Basically, there are really just two reasons why the Rouble appreciated last year. Russia had plenty of foreign currency to protect the Rouble, thanks to astute central banking and the enormous demand for oil and gas, both of which surged in the immediate wake of Putin’s invasion.
However, over the past few months, the Rouble has been steadily losing value, which accelerated late last month. By January, the Rouble fell from its high of about 56 per dollar to its pre-war level of about 70 Rubles per dollar. In the months since, however, the Rouble has continued to lose value, reaching 80 Roubles per dollar in April and then falling to a new low of almost 95 Roubles per dollar this week. As a result, the Rouble has now become one of the worst-performing currencies in 2023.
The fall can be attributed to the following reasons. Firstly, the measures that the Central Bank put in place at the beginning of this year were only ever going to be temporary capital controls which became less effective over time as people and businesses found ways around them, and Russia’s Central Bank has cut rates from 21% to 7.5% which will have some effect on the Rouble.

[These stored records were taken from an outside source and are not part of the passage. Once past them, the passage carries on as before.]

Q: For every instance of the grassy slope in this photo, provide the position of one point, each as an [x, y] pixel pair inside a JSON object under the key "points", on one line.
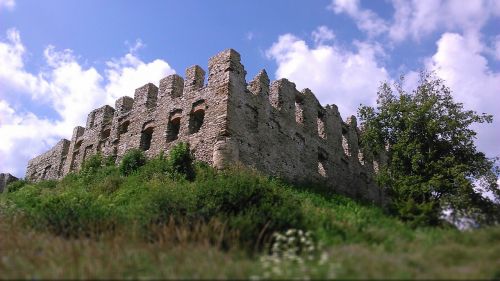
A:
{"points": [[148, 225]]}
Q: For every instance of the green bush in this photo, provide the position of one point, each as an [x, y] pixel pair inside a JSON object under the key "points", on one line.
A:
{"points": [[92, 164], [16, 185], [180, 161], [132, 160]]}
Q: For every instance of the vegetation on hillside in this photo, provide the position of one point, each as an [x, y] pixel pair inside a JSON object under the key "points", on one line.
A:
{"points": [[433, 164], [156, 221]]}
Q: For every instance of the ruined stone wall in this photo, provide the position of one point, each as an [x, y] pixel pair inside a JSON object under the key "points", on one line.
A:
{"points": [[5, 179], [272, 127]]}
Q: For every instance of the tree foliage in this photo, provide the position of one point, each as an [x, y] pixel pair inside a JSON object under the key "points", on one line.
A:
{"points": [[433, 164]]}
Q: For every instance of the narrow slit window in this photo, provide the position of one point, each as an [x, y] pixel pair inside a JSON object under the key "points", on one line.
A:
{"points": [[196, 121], [146, 137], [173, 128], [299, 111], [322, 158], [124, 127], [321, 125]]}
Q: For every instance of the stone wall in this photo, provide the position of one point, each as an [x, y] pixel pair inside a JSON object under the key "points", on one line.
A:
{"points": [[272, 127], [5, 179]]}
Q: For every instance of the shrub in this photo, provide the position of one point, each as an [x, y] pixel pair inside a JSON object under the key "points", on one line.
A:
{"points": [[16, 185], [92, 164], [132, 160], [180, 161]]}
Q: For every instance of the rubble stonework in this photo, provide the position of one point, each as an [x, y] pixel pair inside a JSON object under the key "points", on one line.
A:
{"points": [[272, 127], [5, 179]]}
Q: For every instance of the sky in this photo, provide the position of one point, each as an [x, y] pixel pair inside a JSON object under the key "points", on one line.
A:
{"points": [[61, 59]]}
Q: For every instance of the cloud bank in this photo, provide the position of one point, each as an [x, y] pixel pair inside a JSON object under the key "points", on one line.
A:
{"points": [[65, 86]]}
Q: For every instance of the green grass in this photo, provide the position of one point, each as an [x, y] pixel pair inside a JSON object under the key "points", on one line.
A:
{"points": [[152, 224]]}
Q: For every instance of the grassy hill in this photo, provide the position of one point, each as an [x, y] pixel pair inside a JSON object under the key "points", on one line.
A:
{"points": [[154, 223]]}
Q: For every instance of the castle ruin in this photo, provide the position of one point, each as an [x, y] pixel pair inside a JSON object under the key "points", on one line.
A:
{"points": [[271, 127]]}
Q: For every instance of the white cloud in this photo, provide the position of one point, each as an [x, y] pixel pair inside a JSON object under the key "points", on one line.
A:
{"points": [[458, 61], [322, 35], [335, 75], [419, 18], [66, 87], [8, 4], [366, 20], [249, 36], [496, 48]]}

Secondly, the decline in global hydrocarbon prices. As we already noted, Russia’s ability to defend the currency last year was largely due to the enormous sums of money it was earning from its oil and gas exports in the months following Putin’s invasion. From a pre-war average of around 20 euros per megawatt hour, European petrol prices soared to over 70 euros in March and then an all-time high of more than 300 euros in late August. Similar oil prices increased from around USD 80 per barrel at the beginning of the year to nearly USD 120 per barrel, an eight-year high, in the days following Putin’s invasion and lingered above USD 100 for the following few months, oil and petrol prices have fallen in recent months. Oil is currently trading at approximately USD 75 per barrel, while European gas characteristics are currently trading at about 35 Euros per megawatt hour, which is over the pre-war average but far below what it was last year. In addition, Russia is currently discounting its oil by about 20% due to the g7’s late-last-year-implemented oil price restriction. This resulted in lower hydrocarbon revenues and lower reserves to keep the Rouble afloat.
Thirdly the Wagner’s coup attempt. The Rouble has been steadily falling since January, but the rate of decline really picked up after the Wagner group’s attempted takeover. The day before the Wagner group’s coup, the Rouble was trading at about 81 Roubles to the dollar, but the day after it was already down to about 85, and it then quickly fell to a 15-month low of 94.5 Roubles to the dollar at the wee hours of Thursday morning. It is obvious that Russia’s domestic political crisis has spooked the market.
Although it won’t have much effect on te war given that Russia produces most of its weapon domestically and has reserve to sustain the war. A weaker currency means less purchasing power, which will make funding Russia’s war in Ukraine a little more challenging. It also runs the risk of stoking inflation, which has only recently started to decline in Russia. This is yet another blow to the much-touted idea of a BRICS currency.
It would be interesting to see how things unfolds in the coming months!!